Scare quotes on “sex-based” and “same-sex attracted” – so we are meant to think those are mistake-words in some way. In what way? In the way that if you don’t scare-quote them and hold them at arm’s length you must be a terf and therefore evil. This is the new “feminism.” In other words she lets us know from the outset that by feminism she means trans “activism.” She means feminism is not for or by or about women, but instead for men who pretend to be women.
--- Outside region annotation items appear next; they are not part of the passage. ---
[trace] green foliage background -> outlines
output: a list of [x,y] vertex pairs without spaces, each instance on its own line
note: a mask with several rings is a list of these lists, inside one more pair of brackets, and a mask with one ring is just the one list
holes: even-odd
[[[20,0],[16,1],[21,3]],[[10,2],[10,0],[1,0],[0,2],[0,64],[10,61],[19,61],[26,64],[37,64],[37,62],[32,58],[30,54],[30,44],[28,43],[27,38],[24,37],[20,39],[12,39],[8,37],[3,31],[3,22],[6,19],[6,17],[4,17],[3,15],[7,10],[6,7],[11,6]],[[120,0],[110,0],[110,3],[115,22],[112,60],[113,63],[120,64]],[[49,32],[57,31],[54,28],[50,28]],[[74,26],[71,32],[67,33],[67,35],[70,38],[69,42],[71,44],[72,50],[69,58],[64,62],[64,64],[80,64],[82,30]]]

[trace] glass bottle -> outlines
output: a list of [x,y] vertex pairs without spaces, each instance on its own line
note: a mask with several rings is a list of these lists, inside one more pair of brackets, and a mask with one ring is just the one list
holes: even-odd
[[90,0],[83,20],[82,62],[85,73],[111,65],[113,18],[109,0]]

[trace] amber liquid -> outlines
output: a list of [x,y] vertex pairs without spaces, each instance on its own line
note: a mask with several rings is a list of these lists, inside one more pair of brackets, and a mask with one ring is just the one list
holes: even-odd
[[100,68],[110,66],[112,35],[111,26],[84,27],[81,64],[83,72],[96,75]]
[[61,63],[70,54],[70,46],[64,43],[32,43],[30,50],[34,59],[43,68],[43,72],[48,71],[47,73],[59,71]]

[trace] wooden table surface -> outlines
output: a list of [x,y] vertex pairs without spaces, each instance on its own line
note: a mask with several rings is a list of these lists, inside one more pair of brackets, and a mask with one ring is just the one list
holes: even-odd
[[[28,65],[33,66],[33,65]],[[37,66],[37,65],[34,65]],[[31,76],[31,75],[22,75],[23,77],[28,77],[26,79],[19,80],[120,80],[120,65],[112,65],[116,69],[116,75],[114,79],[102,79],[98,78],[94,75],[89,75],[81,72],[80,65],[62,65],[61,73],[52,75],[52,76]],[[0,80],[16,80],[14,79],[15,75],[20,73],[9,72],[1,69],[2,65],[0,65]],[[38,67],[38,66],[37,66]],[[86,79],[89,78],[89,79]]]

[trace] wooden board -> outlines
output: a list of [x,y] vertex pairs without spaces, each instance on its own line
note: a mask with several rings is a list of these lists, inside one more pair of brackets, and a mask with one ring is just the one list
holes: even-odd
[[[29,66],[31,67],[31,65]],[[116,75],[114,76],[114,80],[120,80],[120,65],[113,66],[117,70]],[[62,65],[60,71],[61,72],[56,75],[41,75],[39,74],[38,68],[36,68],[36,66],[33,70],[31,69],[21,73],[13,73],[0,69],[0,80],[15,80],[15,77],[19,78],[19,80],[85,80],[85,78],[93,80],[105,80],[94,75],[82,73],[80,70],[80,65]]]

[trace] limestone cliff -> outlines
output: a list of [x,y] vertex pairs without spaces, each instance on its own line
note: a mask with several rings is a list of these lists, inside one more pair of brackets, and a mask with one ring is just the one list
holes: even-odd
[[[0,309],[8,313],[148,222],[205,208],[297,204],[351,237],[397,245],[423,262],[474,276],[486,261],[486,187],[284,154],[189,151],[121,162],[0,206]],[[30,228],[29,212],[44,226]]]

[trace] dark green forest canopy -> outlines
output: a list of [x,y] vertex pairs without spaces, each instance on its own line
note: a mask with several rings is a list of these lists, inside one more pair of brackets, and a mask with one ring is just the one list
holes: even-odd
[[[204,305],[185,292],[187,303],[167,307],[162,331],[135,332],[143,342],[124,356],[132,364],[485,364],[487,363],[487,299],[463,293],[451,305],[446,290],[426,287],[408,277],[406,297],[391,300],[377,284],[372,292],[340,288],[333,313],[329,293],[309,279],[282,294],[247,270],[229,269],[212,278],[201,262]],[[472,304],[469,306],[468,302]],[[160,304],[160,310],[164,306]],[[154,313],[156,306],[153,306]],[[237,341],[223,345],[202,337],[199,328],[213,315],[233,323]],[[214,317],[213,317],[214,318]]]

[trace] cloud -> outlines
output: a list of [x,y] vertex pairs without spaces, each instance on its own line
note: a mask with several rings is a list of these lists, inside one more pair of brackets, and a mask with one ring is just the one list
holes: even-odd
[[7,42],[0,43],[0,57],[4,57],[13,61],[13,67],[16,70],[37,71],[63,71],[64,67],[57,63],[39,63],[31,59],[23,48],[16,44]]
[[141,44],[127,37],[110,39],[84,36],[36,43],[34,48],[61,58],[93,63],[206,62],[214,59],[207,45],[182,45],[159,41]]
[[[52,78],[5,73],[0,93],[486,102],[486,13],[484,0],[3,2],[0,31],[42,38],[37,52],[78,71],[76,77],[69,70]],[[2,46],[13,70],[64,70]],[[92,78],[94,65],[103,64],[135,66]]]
Then the bit about seeking to exclude men from lesbian spaces “by presenting them as a threat to (cis) lesbians” – as if male lesbians are the only real lesbians, and the female kind are a stupid parenthetical wannabe subgroup. Then accusing them of “deploying strategies of heteroactivism and political whiteness.” How are the strategies “of heteroactivism”? How is it heteroactivist to understand that lesbians are women and men are not women and therefore not lesbians? And how does the “political whiteness” get in there? As anything other than a brainless taunt and an insidery wink to equally brainless colleagues?

Then we learn that knowing which sex is which is a product of colonial/racial science. Cue a wave from Judith Butler. Then she accuses the LGB Alliance of “engaging in harmful discourses related to heteronormativity, racism and classism.”

It’s so formulaic and predictable it’s hard to see what the point is, other than adding “an article” to the resumé.